Peraltro, l’idea che la giustizia possa essere utilizzata come strumento per perseguire obiettivi specifici rischia di minare il ruolo del diritto e della democrazia economica. Le imposizioni ideologiche devono essere evitate in favore di un contesto normativo stabile che consenta agli operatori di mercato di agire in modo competitivo e sostenibile. Tentare di regolamentare con strumenti coercitivi e poco realistici rischia di frenare la crescita economica e ostacolare l’innovazione.
Shell stessa, del resto, ha già avviato investimenti significativi in energie rinnovabili e progetti di sostenibilità, dimostrando che è possibile coniugare la crescita economica con una maggiore attenzione all’ambiente. Tuttavia, gli sforzi devono derivare da strategie aziendali ben ponderate e non da imposizioni legali dettate da ideologia o emotività. Costringere un’azienda a modificare radicalmente i propri modelli operativi senza valutarne adeguatamente le conseguenze rischia di generare più problemi che soluzioni, oltre a creare un precedente pericoloso per altri attori del mercato.

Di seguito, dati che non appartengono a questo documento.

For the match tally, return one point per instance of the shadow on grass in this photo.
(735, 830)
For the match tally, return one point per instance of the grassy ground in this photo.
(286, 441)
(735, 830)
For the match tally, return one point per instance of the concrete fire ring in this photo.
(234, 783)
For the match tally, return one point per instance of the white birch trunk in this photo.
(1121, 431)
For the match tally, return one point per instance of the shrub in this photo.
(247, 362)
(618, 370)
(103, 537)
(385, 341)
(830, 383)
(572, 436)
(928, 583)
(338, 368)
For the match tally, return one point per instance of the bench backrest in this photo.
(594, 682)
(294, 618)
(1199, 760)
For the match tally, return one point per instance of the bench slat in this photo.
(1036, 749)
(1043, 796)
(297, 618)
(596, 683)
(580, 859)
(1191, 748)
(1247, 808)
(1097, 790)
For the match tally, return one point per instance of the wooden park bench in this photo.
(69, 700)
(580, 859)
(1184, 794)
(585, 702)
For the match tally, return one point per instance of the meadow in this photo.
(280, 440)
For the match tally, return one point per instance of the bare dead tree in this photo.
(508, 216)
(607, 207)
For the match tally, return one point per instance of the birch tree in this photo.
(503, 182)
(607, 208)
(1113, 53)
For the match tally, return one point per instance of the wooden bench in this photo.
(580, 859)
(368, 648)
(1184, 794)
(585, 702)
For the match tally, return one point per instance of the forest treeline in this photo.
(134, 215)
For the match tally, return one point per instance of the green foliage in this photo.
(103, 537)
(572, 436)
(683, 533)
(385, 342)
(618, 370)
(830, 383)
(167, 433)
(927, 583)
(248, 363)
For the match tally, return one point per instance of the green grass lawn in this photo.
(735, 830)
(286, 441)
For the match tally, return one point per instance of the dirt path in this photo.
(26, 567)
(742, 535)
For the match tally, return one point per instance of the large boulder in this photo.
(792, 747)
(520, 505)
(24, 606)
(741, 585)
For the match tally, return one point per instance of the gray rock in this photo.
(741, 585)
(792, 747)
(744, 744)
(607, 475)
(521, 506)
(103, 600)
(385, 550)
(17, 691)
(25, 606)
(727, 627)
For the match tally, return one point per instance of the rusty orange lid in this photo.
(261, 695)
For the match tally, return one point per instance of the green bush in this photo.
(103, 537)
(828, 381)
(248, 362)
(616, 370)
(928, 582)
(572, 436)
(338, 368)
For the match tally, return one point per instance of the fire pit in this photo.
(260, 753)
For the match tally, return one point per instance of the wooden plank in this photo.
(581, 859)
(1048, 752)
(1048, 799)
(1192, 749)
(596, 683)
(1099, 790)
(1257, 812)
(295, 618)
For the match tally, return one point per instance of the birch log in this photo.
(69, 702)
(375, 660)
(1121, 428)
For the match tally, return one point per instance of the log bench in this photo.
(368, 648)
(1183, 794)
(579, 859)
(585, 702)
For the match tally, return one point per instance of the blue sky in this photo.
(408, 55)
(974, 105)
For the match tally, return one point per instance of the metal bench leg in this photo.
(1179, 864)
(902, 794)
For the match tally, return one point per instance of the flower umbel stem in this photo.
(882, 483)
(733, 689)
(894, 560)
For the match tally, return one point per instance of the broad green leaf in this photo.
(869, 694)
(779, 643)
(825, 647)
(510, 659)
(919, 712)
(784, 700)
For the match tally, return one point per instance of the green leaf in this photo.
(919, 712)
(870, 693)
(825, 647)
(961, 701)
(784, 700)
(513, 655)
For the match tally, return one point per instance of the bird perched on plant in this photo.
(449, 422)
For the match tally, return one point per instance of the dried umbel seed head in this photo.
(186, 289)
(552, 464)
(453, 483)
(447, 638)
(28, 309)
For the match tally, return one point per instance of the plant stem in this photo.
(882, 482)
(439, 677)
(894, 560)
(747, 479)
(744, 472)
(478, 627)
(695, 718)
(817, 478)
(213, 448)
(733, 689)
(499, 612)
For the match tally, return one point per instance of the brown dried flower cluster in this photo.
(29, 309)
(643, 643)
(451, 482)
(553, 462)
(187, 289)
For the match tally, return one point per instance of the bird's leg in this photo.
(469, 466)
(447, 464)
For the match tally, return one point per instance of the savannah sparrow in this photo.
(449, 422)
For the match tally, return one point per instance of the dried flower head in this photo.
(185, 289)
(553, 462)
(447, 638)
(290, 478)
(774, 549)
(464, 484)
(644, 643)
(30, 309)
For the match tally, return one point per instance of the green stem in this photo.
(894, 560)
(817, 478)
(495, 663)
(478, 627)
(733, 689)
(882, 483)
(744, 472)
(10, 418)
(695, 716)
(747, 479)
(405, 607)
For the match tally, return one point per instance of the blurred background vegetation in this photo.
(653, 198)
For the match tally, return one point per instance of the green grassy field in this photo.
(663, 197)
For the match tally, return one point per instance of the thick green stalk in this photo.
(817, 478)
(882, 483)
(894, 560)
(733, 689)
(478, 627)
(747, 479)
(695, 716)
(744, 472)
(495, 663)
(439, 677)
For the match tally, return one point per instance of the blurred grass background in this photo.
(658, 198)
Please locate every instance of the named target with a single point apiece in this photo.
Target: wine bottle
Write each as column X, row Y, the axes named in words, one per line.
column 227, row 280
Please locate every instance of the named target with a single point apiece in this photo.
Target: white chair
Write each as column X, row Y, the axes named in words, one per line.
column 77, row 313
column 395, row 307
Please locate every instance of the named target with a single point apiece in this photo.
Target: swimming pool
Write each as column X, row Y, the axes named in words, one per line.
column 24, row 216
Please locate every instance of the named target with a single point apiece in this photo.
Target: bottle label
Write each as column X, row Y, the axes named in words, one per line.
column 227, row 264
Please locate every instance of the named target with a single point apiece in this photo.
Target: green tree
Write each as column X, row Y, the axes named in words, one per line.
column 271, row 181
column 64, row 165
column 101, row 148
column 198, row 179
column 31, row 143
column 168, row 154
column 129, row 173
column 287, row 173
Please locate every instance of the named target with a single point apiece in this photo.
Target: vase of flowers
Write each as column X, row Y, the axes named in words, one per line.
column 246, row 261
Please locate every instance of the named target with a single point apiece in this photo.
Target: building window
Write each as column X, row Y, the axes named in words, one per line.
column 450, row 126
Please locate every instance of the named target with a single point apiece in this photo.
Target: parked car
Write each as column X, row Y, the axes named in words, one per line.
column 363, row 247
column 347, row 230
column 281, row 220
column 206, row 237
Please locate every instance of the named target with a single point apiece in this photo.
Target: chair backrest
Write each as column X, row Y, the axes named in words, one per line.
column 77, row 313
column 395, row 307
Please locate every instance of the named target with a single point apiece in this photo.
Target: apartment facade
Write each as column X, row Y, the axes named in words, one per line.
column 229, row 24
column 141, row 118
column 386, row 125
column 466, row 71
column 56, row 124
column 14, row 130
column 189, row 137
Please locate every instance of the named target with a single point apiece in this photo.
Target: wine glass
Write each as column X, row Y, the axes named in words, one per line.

In tale contesto, la citata decisione della magistratura olandese evidenzia pertanto il valore di politiche e iniziative che favoriscano la competitività economica e la stabilità normativa, affrontando le questioni attraverso interventi coordinati e basati su analisi concrete delle dinamiche di mercato, il quale – si aggiunga – non deve essere ostacolato o condizionato, ma lasciato libero. La prosperità nasce infatti dalla libertà di mercato, dove l’interazione spontanea tra individui permette di scoprire e utilizzare le risorse nel modo più efficiente possibile. È questo un approccio che valorizza il potenziale delle persone e delle imprese nel rispondere alle sfide economiche e sociali. Al contrario, tentare di regolamentare con strumenti coercitivi e poco realistici non solo rischia di frenare la crescita economica, ma potrebbe anche compromettere gli stessi obiettivi di sostenibilità, rendendo le soluzioni meno accessibili e più costose per tutti.
La sentenza neerlandese, in definitiva, riafferma il ruolo del diritto come garante della libertà e della giustizia, non come strumento di pressione ideologica. Le sfide economiche devono essere affrontate con soluzioni equilibrate, che tengano conto delle interazioni complesse tra innovazione, mercato e libertà economica.
Solo garantendo stabilità normativa e libertà operativa sarà possibile costruire un futuro prospero, senza compromettere la competitività delle generazioni presenti e future e senza dimenticare che, come ha insegnato Julian L. Simon: “La risorsa fondamentale sono le persone: persone competenti, determinate e piene di speranza, che metteranno in gioco la propria volontà e immaginazione per il proprio beneficio e, inevitabilmente, per il beneficio di tutti noi”.